Africa: Vodacom Video Play Hits 800,000 Active Subscribers in Seven Months and Will Expand Into Lesotho, Tanzania, Mozambique and DRC

Africa's mobile operators have struggled with Video-on-Demand platforms and faced a number of obstacles including the shortcomings of their own networks. But at last things seem to be coming right for some of them. Russell Southwood talked to Zubair Munshi, Executive Head - Video, Vodacom about the launch of Video Play in South Africa and its future plans.

Vodacom Video Play was launched 16 June 2018 and over the seven months of its existence has garnered 2 million registered users, of which 800,000 are 30 day actives:"We're very happy with the performance that's been delivered over the first seven months".

Munshi, who spearheads the operation, has worked both in broadcasting (multichoice, eTV) and telecoms, including for MTN's Enterprise Wholesale business at one point.

He explained to me that the Vodacom Video Play offer comes in three broad categories: transactional VoD (one-off purchases), subscriber VoD and Pay Per View live TV.

In terms of the transactional video, the content available includes the latest blockbusters from all of the Hollywood studios, including titles like Black Panther and The Equalizer.

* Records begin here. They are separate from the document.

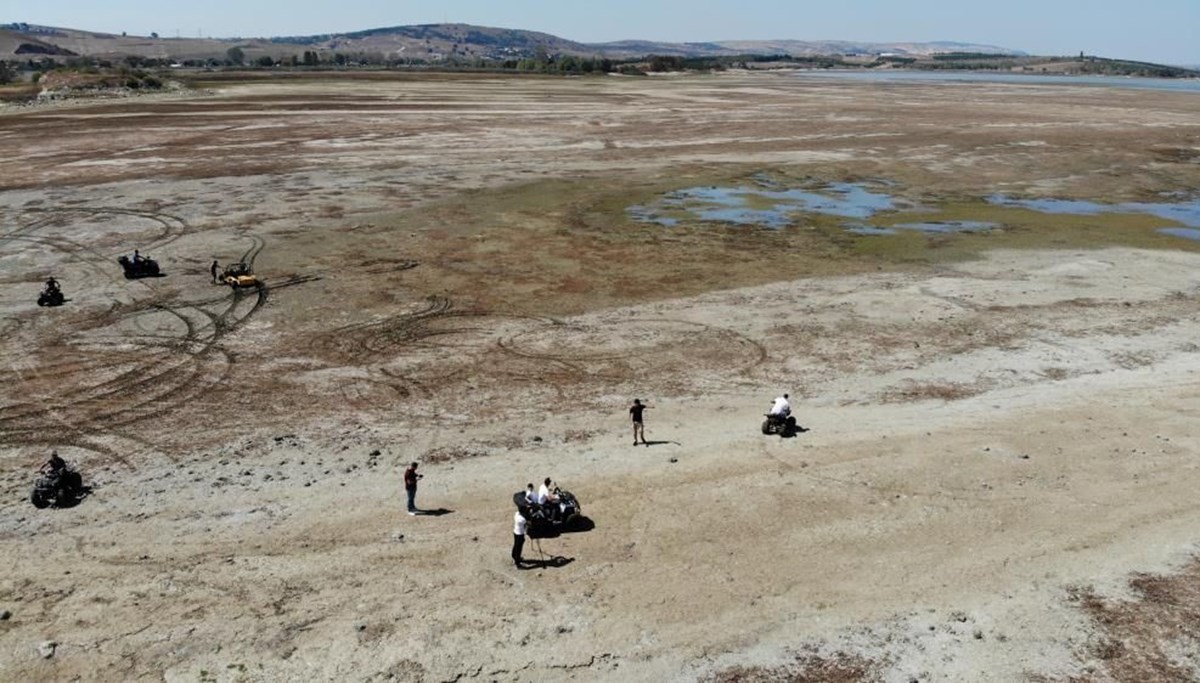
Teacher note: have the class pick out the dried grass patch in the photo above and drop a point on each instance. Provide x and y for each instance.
(450, 454)
(840, 667)
(912, 391)
(1151, 639)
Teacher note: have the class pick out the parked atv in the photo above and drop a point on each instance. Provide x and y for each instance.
(60, 489)
(51, 297)
(781, 425)
(239, 275)
(552, 517)
(137, 268)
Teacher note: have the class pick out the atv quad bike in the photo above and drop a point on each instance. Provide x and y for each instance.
(59, 489)
(51, 298)
(781, 425)
(239, 275)
(552, 517)
(138, 268)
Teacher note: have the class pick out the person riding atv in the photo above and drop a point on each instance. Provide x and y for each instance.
(779, 419)
(58, 484)
(546, 517)
(52, 294)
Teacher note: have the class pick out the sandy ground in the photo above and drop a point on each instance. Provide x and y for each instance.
(987, 439)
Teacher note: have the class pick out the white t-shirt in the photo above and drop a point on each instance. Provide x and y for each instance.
(781, 407)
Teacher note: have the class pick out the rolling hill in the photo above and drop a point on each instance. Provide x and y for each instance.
(426, 42)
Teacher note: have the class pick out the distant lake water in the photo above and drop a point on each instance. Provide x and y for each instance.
(900, 76)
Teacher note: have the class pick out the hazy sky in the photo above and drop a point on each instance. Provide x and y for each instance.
(1152, 30)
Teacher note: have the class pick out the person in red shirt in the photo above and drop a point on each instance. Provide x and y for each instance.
(635, 412)
(411, 478)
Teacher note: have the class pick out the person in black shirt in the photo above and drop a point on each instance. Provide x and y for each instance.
(55, 465)
(635, 412)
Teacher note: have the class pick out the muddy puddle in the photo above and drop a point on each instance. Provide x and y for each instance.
(871, 209)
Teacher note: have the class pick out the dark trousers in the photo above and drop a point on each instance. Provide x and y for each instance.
(517, 544)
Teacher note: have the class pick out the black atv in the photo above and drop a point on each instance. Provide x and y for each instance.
(552, 519)
(136, 268)
(781, 425)
(51, 298)
(60, 489)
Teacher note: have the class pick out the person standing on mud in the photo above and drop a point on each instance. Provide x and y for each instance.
(635, 412)
(411, 478)
(519, 528)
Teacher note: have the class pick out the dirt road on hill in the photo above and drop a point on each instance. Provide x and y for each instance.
(996, 441)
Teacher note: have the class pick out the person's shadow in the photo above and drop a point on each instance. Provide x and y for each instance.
(551, 562)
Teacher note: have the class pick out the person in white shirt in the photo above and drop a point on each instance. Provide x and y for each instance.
(519, 528)
(544, 493)
(781, 408)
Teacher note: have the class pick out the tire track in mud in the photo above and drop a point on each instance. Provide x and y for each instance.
(117, 379)
(429, 328)
(171, 227)
(583, 366)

It also has older Hollywood content including all the Star Wars and Harry Potter films:"You have 48 hours to watch a film and you can hop in and hop out of it".

There is currently no local content yet on the platform but they are on the brink of bringing it on board:"We're talking to potential partners and there will be announcements soon with major local guys".

On the subscription VoD side, there are two ways you can buy. Firstly, there is an "all you can eat" subscription for R99 a month. This gives you access to 18,500 titles including "the better TV series like Grey's Anatomy and series that are exclusive to us like Berlin Station and Wolf Creek".

Secondly, there are micro libraries which offer niche content like Nollywood, Bollywood, religion, fitness and lifestyle and these can all be independently subscribed to ranging from R5 a day to R99 a month.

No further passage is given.